Many organizations are focusing their data management and “data as an asset” governance programs on improving data for analytical purposes. Several of my present clients are following this trend. One problem that they are facing is that their data has been unattended for many years, leading to lower than desired levels of data quality and an inability to integrate the data in a cost-effective manner. Improved analytical capabilities begin with quality data that is defined, produced, and used effectively.
The quality of data available to provide analytical capabilities is a sore subject for many organizations. Every organization wants to be able to predict customer behavior, improve efficiency, and effectiveness of their supply chain, reduce production costs, … or whatever the business use of “good data” may be. It’s all in the data.
– – – – –
This column is the first in a three-part series that will address what it takes to achieve “good data.” For this column, I will focus on the first of the three areas where organizations can simply and logically break down the activities that are required to achieve “good data.” I have mentioned these activities in the past. The three areas include:
- Improving Data Definition
- Improving Data Production
- Improving Data Usage
The activity of improving data definition is a vital part of improving overall data discipline. I am starting this series with the activity that becomes the underlying determinant of quality in the production and usage phases of data. I will explain as I go along. Stay tuned for those columns in the next few issues of TDAN.com Magazine.
Improving Data Definition
Start with Business Glossaries, Data Dictionaries, and Metadata Management
These three items are past, present, and future industry buzz words. Organizations create these metadata (data about data) records of business terminology, database description, and end-to-end knowledge of the data that their information systems contain to provide improved knowledge and understanding of data and data-related assets. There are many webinars, white papers, and articles on what to include in these resources.
To take advantage of these resources, people are required to have the responsibility to consistently and methodically capture, validate, share, and maintain information about the data that our organizations use to operate the business, report accurately, make good decisions, and provide improved analytical capabilities based on knowledge and understanding of the data being analyzed.
Practice Data Modeling Best Practice
Wikipedia tells us that data modeling is a process used to define and analyze data requirements needed to support the business processes within the scope of corresponding information systems in organizations. Data modeling is also a process of relating data to other data for purposes of bringing data together to solve business problems, as well as address business operational needs. Data modeling tools provide the ability to capture these requirements through data and turn the requirements into physical data stores that become the backbone of the business.

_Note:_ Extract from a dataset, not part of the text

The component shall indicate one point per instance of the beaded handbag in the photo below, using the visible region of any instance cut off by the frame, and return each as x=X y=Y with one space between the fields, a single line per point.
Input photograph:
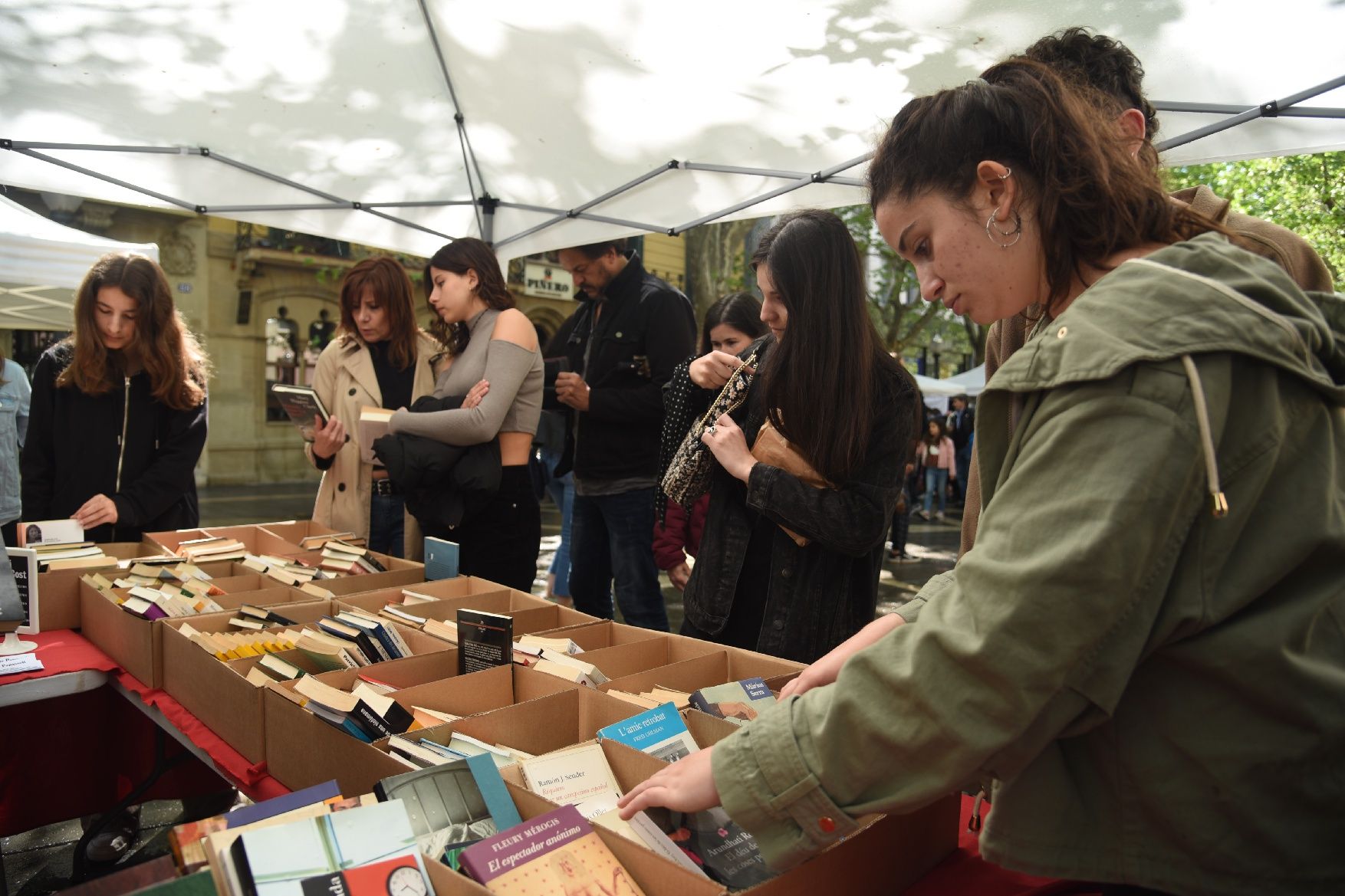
x=689 y=471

To take advantage of what data models can provide, people must be responsible for consistently and methodically modeling the organization’s data. Organizations that follow the Agile approach to system development, software package implementation, and enterprise transformation must become convinced that good data is a result of a disciplined approach to defining the data in a way that satisfies their Agile methods. There is work to be done on this.
Build Out Data Catalogs
Data catalogs are not as well defined or industry-wide as glossaries, dictionaries, and metadata. Data catalogs often contain information about how data is being used across the organization. Simply stated, a data catalog focuses on the data that is readily available to your business communities. This data can reside in data reporting tools (lists of available reports) or documentation about data in the data warehouse, data marts, data lakes, or basically wherever you have been storing your data for people to consume.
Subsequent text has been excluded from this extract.